Strategic asset management means developing and managing the knowledge of key people and also communicating effectively with key stakeholders about future options for asset investment and performance.
The value cycle approach
A simulation model of the client’s asset infrastructure was developed to portray asset ‘ageing chains’ – the process through which asset performance changes over long life-cycles. Each asset type (e.g. overhead lines, transformers, sub-stations) has specific ageing characteristics, but the process of maintaining performance is similar in each case – Opex (maintenance, refurbishment) and Capex (new build, replacement).
The simulation models are transparent in the eyes of senior asset managers.
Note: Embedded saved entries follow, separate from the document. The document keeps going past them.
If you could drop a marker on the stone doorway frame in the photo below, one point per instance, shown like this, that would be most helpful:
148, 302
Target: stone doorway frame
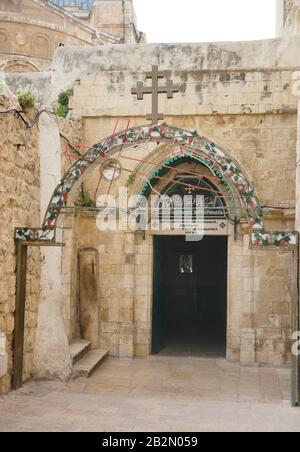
229, 236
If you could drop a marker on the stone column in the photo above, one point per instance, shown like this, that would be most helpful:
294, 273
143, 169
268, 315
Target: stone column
127, 327
52, 355
296, 302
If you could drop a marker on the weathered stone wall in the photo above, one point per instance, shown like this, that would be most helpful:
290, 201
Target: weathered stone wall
240, 96
73, 131
31, 30
19, 206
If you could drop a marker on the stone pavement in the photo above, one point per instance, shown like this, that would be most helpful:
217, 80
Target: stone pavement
157, 394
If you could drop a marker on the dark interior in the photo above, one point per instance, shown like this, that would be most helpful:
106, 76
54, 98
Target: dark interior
190, 297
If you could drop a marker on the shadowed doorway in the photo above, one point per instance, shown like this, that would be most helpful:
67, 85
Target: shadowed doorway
190, 297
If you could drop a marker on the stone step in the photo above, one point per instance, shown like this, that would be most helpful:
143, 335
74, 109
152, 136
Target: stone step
79, 348
86, 366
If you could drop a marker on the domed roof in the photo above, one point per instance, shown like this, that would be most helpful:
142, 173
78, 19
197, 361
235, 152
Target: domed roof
81, 4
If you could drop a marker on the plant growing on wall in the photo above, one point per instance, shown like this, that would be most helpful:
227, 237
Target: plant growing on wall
84, 199
28, 98
63, 103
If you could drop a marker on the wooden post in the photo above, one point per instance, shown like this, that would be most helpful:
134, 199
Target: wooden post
296, 327
21, 272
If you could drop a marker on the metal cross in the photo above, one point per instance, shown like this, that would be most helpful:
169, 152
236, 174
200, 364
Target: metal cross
155, 90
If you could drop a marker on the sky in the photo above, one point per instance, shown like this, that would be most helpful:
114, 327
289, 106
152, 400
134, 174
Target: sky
206, 20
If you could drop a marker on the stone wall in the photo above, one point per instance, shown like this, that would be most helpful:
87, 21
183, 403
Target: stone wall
19, 206
240, 96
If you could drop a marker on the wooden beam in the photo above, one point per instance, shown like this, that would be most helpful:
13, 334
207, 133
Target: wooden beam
21, 273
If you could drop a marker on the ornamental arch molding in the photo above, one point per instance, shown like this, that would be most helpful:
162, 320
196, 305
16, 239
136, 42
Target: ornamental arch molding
192, 145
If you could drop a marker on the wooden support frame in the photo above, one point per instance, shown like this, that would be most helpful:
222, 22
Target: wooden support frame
21, 275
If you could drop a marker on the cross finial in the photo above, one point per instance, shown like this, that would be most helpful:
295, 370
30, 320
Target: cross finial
155, 90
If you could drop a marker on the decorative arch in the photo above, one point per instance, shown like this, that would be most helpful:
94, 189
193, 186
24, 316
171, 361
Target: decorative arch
221, 163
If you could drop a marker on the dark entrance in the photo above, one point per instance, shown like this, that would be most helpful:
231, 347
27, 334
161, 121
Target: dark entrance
190, 296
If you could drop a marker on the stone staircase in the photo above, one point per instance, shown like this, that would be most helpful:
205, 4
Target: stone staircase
85, 360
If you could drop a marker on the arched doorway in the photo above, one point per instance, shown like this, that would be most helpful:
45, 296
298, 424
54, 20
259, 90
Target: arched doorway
222, 169
189, 306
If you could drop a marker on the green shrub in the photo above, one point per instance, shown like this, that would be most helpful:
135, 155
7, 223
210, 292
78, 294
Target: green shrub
63, 103
64, 97
84, 200
62, 111
27, 97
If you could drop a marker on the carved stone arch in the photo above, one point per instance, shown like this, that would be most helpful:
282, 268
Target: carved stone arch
219, 160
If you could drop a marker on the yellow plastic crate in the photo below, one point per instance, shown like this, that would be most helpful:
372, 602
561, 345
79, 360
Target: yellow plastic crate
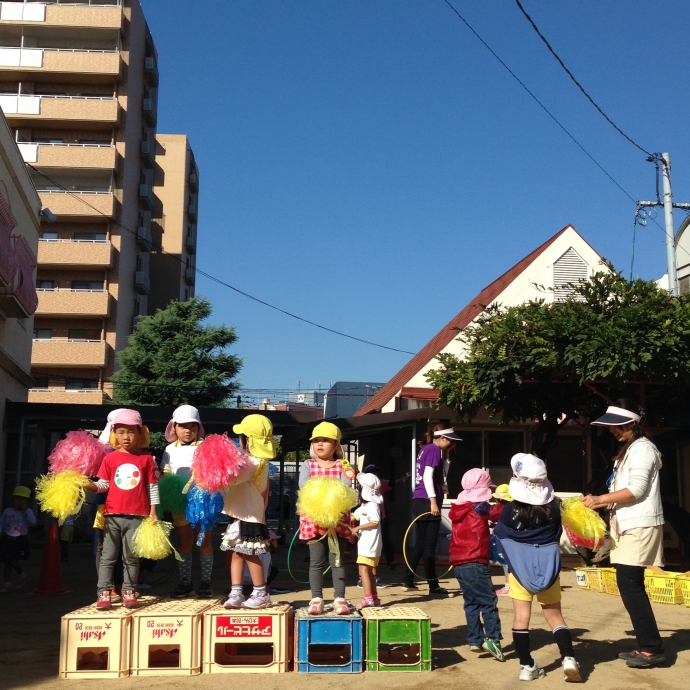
581, 577
663, 589
610, 583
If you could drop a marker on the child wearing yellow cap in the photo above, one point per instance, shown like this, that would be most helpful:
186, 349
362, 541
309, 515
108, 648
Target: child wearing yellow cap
325, 461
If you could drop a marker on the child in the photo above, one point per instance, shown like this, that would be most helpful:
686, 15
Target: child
469, 553
502, 496
532, 520
183, 432
131, 479
245, 503
369, 530
14, 539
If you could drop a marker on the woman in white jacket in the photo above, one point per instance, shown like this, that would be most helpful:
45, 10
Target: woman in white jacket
637, 521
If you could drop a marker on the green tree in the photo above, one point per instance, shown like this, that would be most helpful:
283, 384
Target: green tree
174, 358
552, 362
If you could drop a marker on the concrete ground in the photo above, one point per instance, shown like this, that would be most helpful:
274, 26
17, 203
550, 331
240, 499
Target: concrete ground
30, 627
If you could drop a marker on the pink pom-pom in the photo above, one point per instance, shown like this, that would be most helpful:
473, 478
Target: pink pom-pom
79, 451
217, 463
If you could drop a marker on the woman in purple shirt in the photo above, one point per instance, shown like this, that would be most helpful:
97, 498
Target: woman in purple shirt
428, 498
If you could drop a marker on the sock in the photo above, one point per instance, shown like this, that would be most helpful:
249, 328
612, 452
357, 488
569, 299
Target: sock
185, 566
206, 568
521, 644
564, 641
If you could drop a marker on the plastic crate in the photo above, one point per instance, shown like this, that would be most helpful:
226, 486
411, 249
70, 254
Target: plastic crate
663, 589
397, 639
166, 638
610, 582
96, 644
328, 643
581, 577
239, 641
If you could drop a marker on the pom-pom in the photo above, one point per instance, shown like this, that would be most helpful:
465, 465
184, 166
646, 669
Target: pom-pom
218, 463
582, 525
61, 494
324, 501
170, 490
203, 508
79, 451
151, 540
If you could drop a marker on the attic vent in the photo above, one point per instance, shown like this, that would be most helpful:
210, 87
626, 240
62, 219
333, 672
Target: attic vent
569, 269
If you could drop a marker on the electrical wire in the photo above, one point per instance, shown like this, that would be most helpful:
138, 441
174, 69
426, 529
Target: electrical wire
577, 83
541, 105
222, 282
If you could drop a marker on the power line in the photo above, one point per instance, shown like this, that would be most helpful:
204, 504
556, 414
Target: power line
541, 105
218, 280
577, 83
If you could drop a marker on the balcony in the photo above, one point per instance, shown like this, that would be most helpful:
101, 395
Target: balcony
98, 112
79, 205
85, 156
91, 66
62, 352
62, 396
75, 254
101, 14
84, 304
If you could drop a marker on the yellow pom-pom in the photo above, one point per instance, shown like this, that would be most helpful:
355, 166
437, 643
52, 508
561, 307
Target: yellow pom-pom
61, 494
324, 500
150, 539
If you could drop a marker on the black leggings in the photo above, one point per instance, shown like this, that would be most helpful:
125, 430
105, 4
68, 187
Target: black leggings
427, 530
630, 579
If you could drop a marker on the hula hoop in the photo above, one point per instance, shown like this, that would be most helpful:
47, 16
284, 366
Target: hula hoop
407, 563
301, 582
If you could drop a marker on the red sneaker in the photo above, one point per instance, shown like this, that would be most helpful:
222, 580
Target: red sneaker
129, 599
103, 603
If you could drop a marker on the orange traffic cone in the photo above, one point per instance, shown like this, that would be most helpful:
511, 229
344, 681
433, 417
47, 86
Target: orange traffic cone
51, 576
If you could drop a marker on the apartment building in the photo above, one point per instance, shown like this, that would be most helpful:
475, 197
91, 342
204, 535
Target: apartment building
78, 85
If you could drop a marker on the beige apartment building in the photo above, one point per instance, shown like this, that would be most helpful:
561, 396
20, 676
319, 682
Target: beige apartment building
78, 85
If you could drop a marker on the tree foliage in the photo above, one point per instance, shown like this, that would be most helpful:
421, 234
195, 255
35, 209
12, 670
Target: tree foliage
539, 361
174, 358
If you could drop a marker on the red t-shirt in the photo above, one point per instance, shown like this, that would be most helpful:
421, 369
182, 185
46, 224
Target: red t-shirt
129, 476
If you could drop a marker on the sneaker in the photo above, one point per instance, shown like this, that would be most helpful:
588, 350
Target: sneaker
341, 607
257, 601
103, 603
129, 599
316, 607
494, 648
184, 589
571, 670
204, 591
532, 672
646, 659
235, 600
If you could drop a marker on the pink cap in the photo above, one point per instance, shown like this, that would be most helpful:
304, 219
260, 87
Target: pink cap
125, 416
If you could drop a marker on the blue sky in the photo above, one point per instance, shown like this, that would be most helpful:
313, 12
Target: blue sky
370, 166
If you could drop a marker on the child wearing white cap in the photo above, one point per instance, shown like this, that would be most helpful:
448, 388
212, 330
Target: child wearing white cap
184, 433
534, 519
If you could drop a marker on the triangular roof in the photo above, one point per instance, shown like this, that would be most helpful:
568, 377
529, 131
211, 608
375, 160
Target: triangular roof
450, 331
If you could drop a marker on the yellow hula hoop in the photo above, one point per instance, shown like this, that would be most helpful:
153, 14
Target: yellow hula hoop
407, 563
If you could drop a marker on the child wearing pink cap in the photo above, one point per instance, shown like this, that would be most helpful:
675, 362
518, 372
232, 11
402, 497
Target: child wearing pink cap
131, 479
469, 553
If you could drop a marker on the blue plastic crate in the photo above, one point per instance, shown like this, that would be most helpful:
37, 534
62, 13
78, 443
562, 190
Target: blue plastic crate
328, 643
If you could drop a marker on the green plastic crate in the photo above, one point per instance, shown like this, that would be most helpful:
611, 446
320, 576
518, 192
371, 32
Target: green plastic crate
397, 639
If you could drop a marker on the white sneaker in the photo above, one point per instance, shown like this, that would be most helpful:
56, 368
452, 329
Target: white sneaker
531, 672
571, 670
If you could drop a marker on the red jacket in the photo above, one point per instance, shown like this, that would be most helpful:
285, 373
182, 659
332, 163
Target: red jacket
469, 542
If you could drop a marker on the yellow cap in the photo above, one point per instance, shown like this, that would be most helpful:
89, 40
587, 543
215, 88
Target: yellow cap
502, 492
259, 432
326, 430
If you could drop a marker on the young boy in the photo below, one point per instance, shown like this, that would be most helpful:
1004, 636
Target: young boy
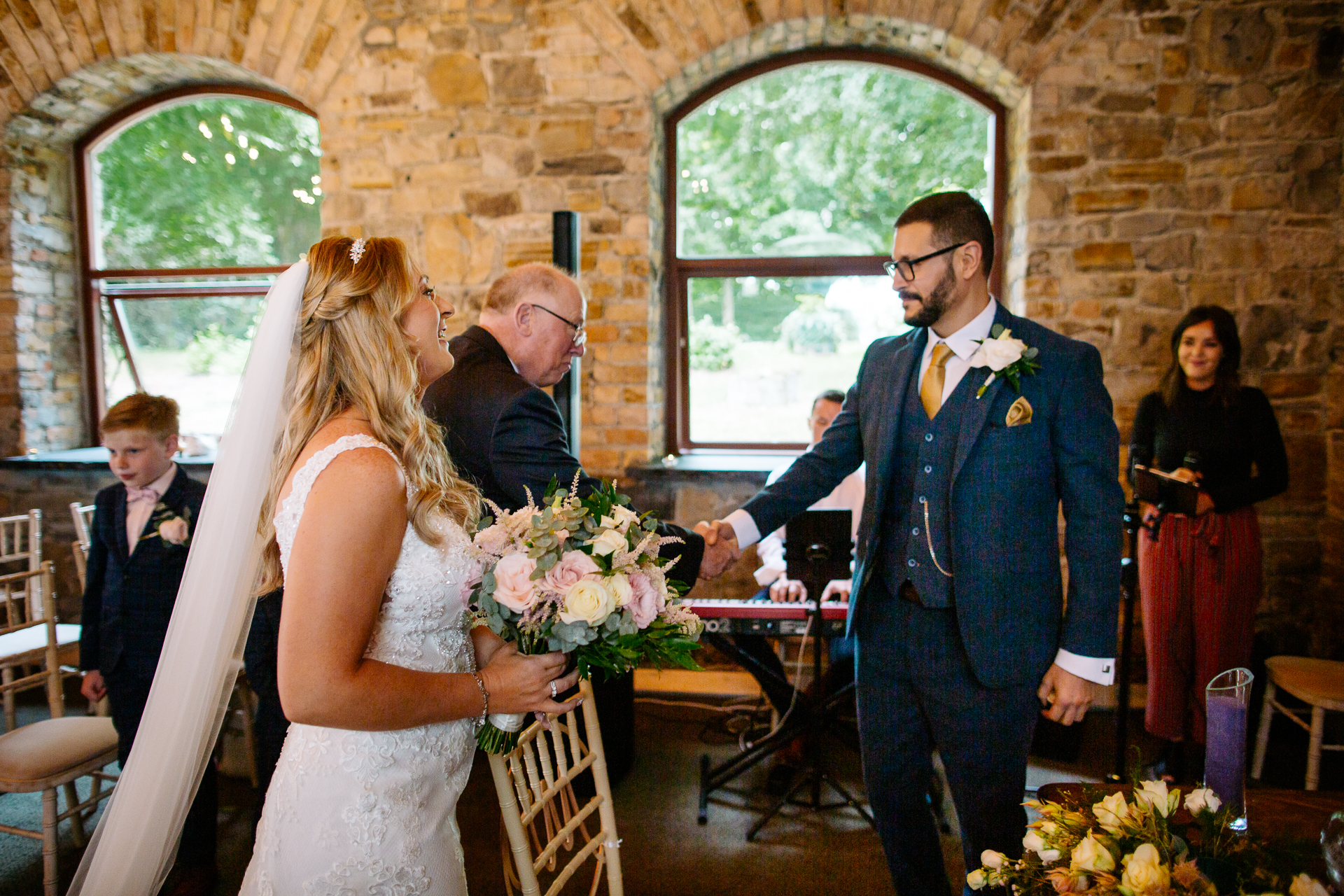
141, 530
In order to recognise uncertainly and to test for strategic risk, models are rigorously tested at the extreme limits of control variables and ‘sanity-checked’ to develop confidence.
The impact on corporate value was assessed through a financial model which attaches costs and revenues to each and every stage of asset life cycles. The modelling approach was simply configured for client specific valuation methods. In this manner, value and performance trade-offs are tracked over time in respect of revenues and a wide range of KPI’s including ROS, ROI, growth, R&D productivity and gain.
Finally although specific to this particular client’s needs, the utility simulation models are fully generic (and indeed configurable) to the needs of any utility industry client.
Client outcome
The simulations revealed some significant gaps between long-term service objectives as set by the Regulator and the likely service outcomes of current Opex and Capex plans. Conventional wisdom had suggested that the company could bridge the gap mainly through maintenance and refurbishment - a major shift to new build and replacement was required in some cases.